第2話

 俺の部屋には召使いたちが頻繁に出入りして、俺に色々なことを教えてくれた。話し好きの連中が集まってきて、勝手に俺に今日あったことなどを話すから、俺は部屋から一歩も出ずに外の様子を知る事ができた。

この国は大国に四方を囲まれた小国の一つだった。小国同士は互いに助け合い、大国からの強硬支配を免れていた。大国がいつ攻めてくるかわからないため、いつでも城は厳戒態勢だった。

 しかし、俺自身の生活はのどかなものだった。怪我が治るまでは何もしなくていいと言われていたし、召使いに頼めば何でもしてくれた。俺はなるべくこの世界の事を知っておきたいと思い、時間を見つけては王になるための勉強をしていた。
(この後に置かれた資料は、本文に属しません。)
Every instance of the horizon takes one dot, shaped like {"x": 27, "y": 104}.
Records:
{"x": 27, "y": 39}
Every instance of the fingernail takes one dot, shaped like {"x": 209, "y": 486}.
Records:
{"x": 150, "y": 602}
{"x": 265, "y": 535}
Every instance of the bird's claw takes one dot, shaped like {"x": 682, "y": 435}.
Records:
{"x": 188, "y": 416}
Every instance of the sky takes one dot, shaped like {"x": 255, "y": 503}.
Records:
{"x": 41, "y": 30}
 こちらの世界に転生する前、俺は成績が決して悪い方ではなかった。なので、家庭教師に付き添われて勉強することで、俺はみるみるこの世界のことに詳しくなっていった。不思議と、この世界で使われている文字を読書きすることができたのも助けになった。

 いいことはそれだけではなかった。もうじき、別の小国の姫が、俺の妃としてこの国に来る事になったのだ。その姫との結婚は王同士によって決められた政略結婚で、俺と姫は一度も会った事がなかった。俺は顔も名前も知らない姫に思いを馳せた。召使いの話だと、姫は俺が落馬したと聞いて心配してくれていたらしい。なんともありがたいことだ。

 一ヶ月もすると、頭の怪我がよくなり、外に出ることを許されるようになった。俺自身も今の生活に慣れてきていた。
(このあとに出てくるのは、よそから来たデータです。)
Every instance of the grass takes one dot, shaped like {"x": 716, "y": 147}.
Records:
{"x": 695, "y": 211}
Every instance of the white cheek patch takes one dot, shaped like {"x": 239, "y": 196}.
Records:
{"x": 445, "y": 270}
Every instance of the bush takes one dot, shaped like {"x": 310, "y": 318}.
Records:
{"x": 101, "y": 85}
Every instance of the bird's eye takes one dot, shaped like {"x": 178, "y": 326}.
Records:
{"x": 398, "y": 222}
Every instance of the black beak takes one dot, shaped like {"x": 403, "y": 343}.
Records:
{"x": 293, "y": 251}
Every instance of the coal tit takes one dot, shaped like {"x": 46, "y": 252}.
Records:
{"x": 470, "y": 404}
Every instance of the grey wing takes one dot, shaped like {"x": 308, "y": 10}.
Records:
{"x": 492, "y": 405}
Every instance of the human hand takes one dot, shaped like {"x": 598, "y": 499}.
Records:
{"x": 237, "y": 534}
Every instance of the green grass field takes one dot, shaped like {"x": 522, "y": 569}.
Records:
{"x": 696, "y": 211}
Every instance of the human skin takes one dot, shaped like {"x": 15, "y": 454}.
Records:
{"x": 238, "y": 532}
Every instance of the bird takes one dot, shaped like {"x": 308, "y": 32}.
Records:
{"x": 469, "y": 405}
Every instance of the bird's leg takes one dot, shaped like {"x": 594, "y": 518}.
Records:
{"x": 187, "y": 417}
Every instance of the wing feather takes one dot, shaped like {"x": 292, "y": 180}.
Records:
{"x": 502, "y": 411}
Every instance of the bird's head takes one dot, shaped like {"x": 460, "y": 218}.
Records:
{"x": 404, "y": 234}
 三人の召使いが甲斐甲斐しく見守る中、俺は庭園を散歩した。馬に乗ることはまだ禁じられていたので、歩いての散歩だったが、俺にとってはその方が都合がよかった。俺が馬に乗ろうとしてうまく乗れなかったら、俺が本物のサウロスではないと疑われてしまう。もしかしたら、落馬のショックで一時的に乗馬ができなくなっていると解釈されるかもしれなかったが、それはもっと後でもいい気がした。

「ねえ、ここには色んな花が咲いているね」

「その通りでございます、坊ちゃま。いつも庭師が丁寧に世話をしておりますから、いつでもこの庭園は花が咲き誇っておられます」

 俺が話しかけると、皆がこんな風に一生懸命に相手をしてくれた。俺はそれが嬉しかった。昔の俺だったら、話しかけるどころか、近づいただけでも舌打ちをされていたところだ。
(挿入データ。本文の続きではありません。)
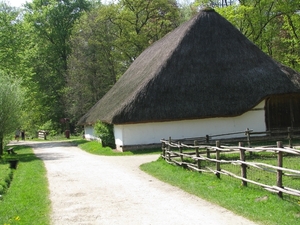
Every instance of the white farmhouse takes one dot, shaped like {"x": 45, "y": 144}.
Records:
{"x": 203, "y": 78}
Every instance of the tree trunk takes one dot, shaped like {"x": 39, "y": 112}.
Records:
{"x": 1, "y": 144}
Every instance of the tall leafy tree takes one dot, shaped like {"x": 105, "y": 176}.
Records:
{"x": 11, "y": 40}
{"x": 271, "y": 25}
{"x": 51, "y": 23}
{"x": 11, "y": 100}
{"x": 106, "y": 42}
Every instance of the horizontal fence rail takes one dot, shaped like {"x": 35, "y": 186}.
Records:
{"x": 203, "y": 157}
「私はこの花が好きだな。姫にこの花を送ってはくれないか?」

「かしこまりました。それでは、庭師に頼んでこの花で最も美しく咲いているものを選んで送るように申し伝えます」

「ありがとう」

「いいえ、とんでもない」

 召使いの一人が丁寧に俺にお辞儀をして、粗相のないように気を配りながら庭師を探しに行った。俺はついにやけてしまう口元を隠した。

 俺はある事を思いついて、召使いに言ってみた。

「そういえば、姫はどんな人なんだ? 私はまだ会った事がない」

 それを聞くと、残った二人の召使い達は一斉に身を引いた。

「サウロス様、実のところを申しますと、お妃様となられるお方との接触は、婚姻の儀式を結ぶまでは固く禁じられております。私共の中にはその方のお顔を拝見するなどしたことのある者もおりますが、何分、話してはいけない決まりでして……」

「そうだったのか。それでは、会える日を楽しみにしよう」

 俺は少し残念だったが、楽しみは後に取っておくに限ると思い直した。

「それじゃ、もう少し歩こう」

 俺はしばらく花が咲き誇る庭園をふらふらと歩いた。仕事中の召使い達は、俺を見かけると頭を深々と下げて挨拶した。俺はそれににこやかに応答する。

 俺は今の何不自由ない生活に満足していた。俺が何かを言えば、皆が肯定してくれた。誰も俺を無視したりしないし、俺のためなら何でもしてくれた。俺はこの人達のために立派な王になりたいと思っていた。昔の俺のことは少しずつ忘れていった。